I had meet some workarounds that helped me:
1) First: I used pinned memory in the DataLoader (it might not work at all, I understand that de pin memory works on CPU) and Asincronous copy to gpu. Last I use torch.cuda.empty_cache()
in every iteration.
I add a little code I'm actually using
iterString = "===> Epoch[{}]({}/{}): Loss: {:.4f}"
epochString = "===> Epoch {} Complete: Avg. Loss: {:.4f} tiempo: {:.1f}"
inFormatAndtoDev = "[:,:,:desiredSize[0] ,:desiredSize[1]].contiguous()."+\
"float().to(device, non_blocking=True)"
gtFormatAndtoDev = "[:, :desiredSize[0] ,:desiredSize[1]].contiguous()."+\
"float().to(device, non_blocking=True)"
_inShort = "batch['image']"
_gtShort = "batch['labl' ]"
from time import time
s1=0
numIterations = 50
LOSS = []
def train(epoch):
s1 = time()
epoch_loss = 0
for iteration in range(numIterations):
try :
batch = iterator.next()
except:
iterator = GetIterator(dtset,batch_size, 3)
batch = iterator.next()
inpt = eval( _inShort + inFormatAndtoDev)

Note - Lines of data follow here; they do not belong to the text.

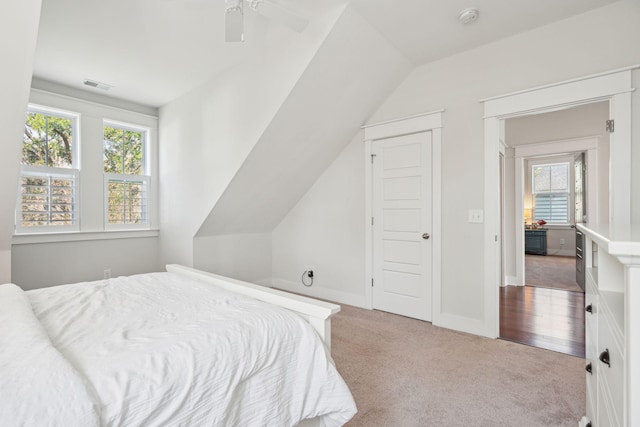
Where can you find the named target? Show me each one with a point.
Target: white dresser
(612, 302)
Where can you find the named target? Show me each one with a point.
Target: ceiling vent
(468, 15)
(97, 85)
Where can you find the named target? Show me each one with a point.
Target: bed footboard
(316, 313)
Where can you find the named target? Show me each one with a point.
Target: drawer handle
(604, 357)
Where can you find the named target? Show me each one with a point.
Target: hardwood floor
(546, 318)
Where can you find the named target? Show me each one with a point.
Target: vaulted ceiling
(153, 51)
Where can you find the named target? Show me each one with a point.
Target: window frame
(72, 172)
(568, 193)
(144, 177)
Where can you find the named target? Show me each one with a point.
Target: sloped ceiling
(153, 51)
(350, 75)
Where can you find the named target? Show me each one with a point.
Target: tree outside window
(126, 182)
(48, 174)
(550, 187)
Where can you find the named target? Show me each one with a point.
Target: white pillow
(39, 386)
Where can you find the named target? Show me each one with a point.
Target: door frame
(614, 86)
(588, 145)
(431, 121)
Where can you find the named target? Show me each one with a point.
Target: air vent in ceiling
(97, 85)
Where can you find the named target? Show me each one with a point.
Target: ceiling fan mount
(234, 17)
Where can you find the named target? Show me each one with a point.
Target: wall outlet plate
(476, 216)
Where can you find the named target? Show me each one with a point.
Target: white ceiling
(152, 51)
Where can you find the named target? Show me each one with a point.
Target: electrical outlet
(476, 216)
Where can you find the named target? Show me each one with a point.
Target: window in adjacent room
(48, 193)
(551, 192)
(126, 177)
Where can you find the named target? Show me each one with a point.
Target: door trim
(615, 86)
(431, 121)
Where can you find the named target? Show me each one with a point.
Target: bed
(181, 347)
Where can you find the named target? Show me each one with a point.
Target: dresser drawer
(610, 376)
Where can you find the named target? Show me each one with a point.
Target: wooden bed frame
(316, 313)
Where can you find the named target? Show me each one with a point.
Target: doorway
(402, 252)
(542, 304)
(613, 86)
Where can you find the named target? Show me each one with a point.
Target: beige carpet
(405, 372)
(556, 272)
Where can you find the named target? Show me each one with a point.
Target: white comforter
(161, 350)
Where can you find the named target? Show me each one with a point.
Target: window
(551, 192)
(126, 178)
(47, 199)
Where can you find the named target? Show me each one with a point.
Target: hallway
(542, 317)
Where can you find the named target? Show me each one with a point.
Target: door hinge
(610, 126)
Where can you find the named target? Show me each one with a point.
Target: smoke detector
(97, 85)
(468, 15)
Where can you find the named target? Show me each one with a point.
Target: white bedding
(160, 349)
(38, 387)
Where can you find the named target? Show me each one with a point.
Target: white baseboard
(319, 292)
(561, 252)
(463, 324)
(514, 281)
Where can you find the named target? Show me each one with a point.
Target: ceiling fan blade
(282, 15)
(234, 22)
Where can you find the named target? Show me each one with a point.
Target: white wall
(316, 121)
(325, 230)
(41, 265)
(18, 33)
(241, 256)
(207, 134)
(557, 52)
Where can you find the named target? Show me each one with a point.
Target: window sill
(26, 239)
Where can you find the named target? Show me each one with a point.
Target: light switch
(476, 216)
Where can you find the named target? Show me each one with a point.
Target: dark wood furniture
(535, 241)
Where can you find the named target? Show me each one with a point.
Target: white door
(402, 249)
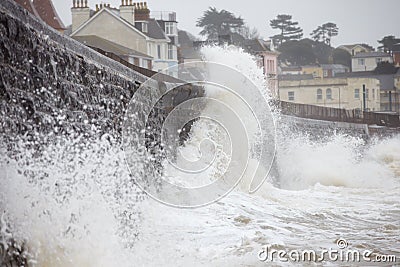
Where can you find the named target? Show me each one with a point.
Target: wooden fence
(287, 108)
(335, 114)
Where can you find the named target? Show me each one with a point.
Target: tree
(388, 43)
(325, 32)
(249, 33)
(341, 56)
(288, 29)
(216, 23)
(297, 53)
(385, 68)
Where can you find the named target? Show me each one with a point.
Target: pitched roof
(44, 10)
(108, 46)
(333, 66)
(351, 46)
(371, 54)
(155, 31)
(112, 13)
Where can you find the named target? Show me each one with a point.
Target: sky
(359, 21)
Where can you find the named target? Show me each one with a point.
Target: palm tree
(216, 23)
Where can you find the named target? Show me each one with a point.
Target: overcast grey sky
(359, 21)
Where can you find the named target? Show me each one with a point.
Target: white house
(369, 61)
(354, 49)
(131, 27)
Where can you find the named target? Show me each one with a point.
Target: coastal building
(315, 70)
(290, 70)
(338, 92)
(267, 59)
(354, 49)
(389, 85)
(331, 70)
(149, 38)
(44, 10)
(369, 61)
(318, 71)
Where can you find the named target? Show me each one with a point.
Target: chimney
(142, 13)
(80, 13)
(127, 11)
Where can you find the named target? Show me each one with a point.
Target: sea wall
(51, 83)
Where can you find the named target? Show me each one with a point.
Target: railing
(342, 115)
(163, 15)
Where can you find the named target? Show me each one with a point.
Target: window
(319, 94)
(291, 96)
(144, 27)
(159, 51)
(357, 93)
(170, 51)
(329, 94)
(169, 28)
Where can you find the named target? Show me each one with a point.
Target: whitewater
(74, 203)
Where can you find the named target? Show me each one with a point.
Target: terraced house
(130, 31)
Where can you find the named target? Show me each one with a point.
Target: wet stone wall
(50, 83)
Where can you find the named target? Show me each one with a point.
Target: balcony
(164, 15)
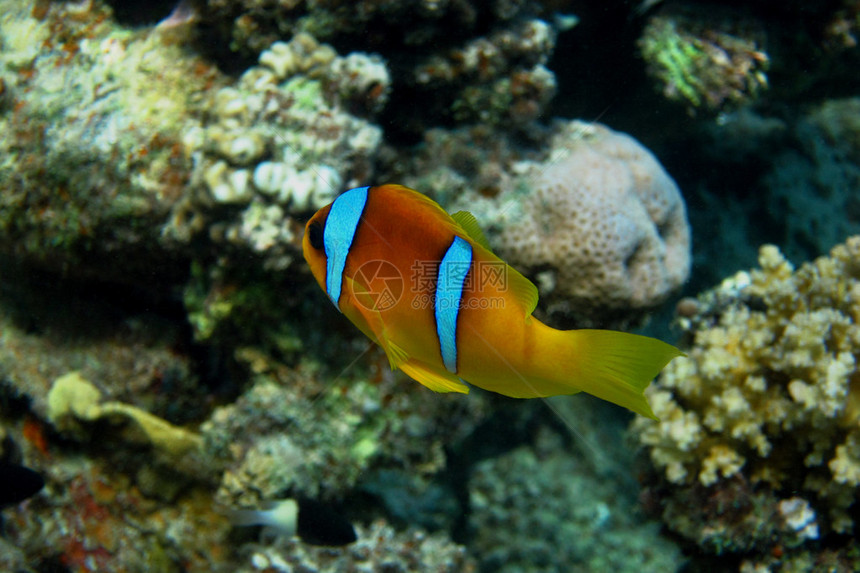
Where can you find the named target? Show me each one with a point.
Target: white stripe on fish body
(340, 227)
(449, 292)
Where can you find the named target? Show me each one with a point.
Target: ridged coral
(769, 396)
(599, 223)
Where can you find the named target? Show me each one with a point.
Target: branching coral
(770, 392)
(703, 64)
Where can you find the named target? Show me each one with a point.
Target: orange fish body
(448, 312)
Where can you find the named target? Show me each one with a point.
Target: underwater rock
(291, 434)
(812, 185)
(540, 508)
(763, 412)
(91, 135)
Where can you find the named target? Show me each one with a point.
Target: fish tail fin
(614, 366)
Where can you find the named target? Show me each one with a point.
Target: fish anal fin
(470, 224)
(436, 381)
(615, 366)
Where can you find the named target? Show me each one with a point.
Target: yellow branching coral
(73, 399)
(771, 386)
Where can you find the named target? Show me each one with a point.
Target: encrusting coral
(768, 400)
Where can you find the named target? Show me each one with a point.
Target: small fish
(17, 483)
(313, 522)
(448, 312)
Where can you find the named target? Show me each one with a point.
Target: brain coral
(600, 224)
(769, 396)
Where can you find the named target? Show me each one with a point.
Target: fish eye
(315, 236)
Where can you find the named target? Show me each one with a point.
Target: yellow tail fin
(614, 366)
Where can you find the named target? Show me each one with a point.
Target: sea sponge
(768, 395)
(600, 224)
(73, 398)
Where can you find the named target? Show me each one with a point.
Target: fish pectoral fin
(523, 289)
(436, 381)
(470, 224)
(396, 355)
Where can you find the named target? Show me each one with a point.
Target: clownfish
(448, 312)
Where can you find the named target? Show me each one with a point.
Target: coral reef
(317, 439)
(705, 62)
(91, 123)
(279, 142)
(465, 63)
(598, 223)
(761, 418)
(530, 507)
(379, 548)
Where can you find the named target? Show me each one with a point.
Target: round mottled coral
(604, 219)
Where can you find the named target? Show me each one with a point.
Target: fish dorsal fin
(472, 228)
(523, 289)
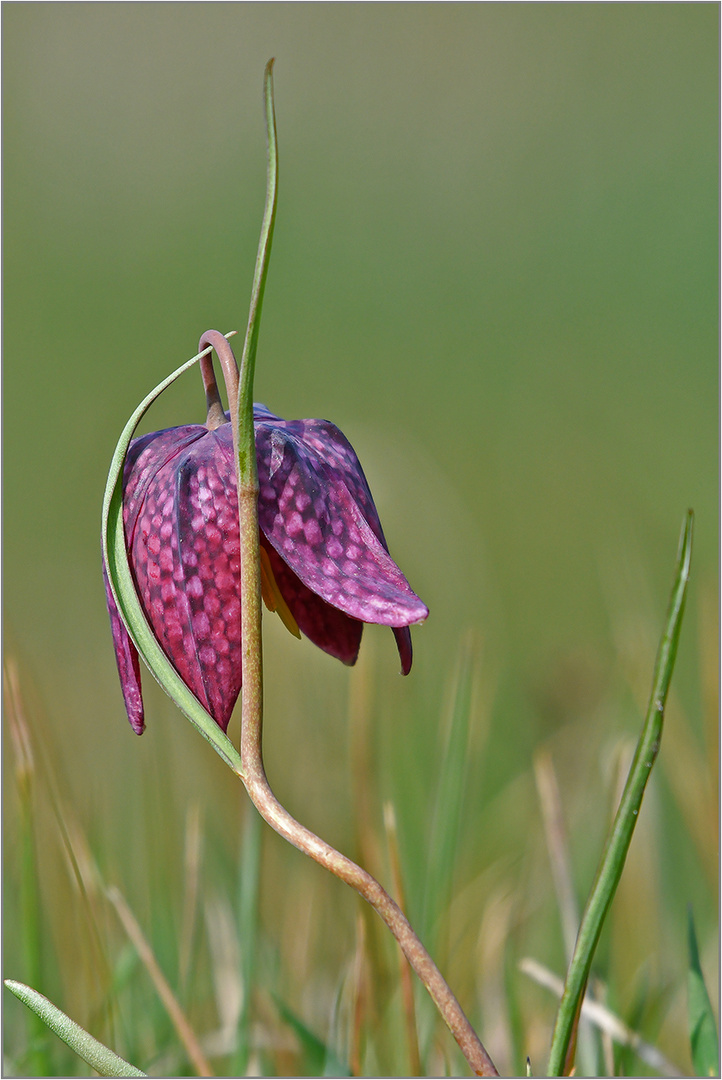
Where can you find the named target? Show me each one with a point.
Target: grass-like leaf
(99, 1057)
(318, 1056)
(617, 844)
(123, 588)
(703, 1030)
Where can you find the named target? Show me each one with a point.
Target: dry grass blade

target = eval( _gtShort + gtFormatAndtoDev)
pred = model(inpt)
try:
loss = criterion(pred , target.float())
except:
loss = criterion(pred , target.long())
LOSS.append(loss.detach().cpu())
epoch_loss += loss.item()
loss.backward()
optimizer.zero_grad()
optimizer.step()
print(iterString.format(epoch,
iteration,
numIterations,
loss.item()))
torch.cuda.empty_cache()
print(epochString.format( epoch,
epoch_loss / numIterations,
time()-s1))
2) The other work around (I'm not using it now) was putting input, output and model in an object.
This avoids GPU to allocate input, output and model gradients 2 times when you make a new pass.
Last of all, I used, seg_net model with number classes = 20, batch_size= 1. and imageSize =(720, 960, 3)
The training runs in a GTX 980 4GB
And for evaluation I recomend deactivate grads
for pars in model.parameters():
pars.requires_grad=False
Hope this helps!
@lemon1210 Hope this help! lemme know!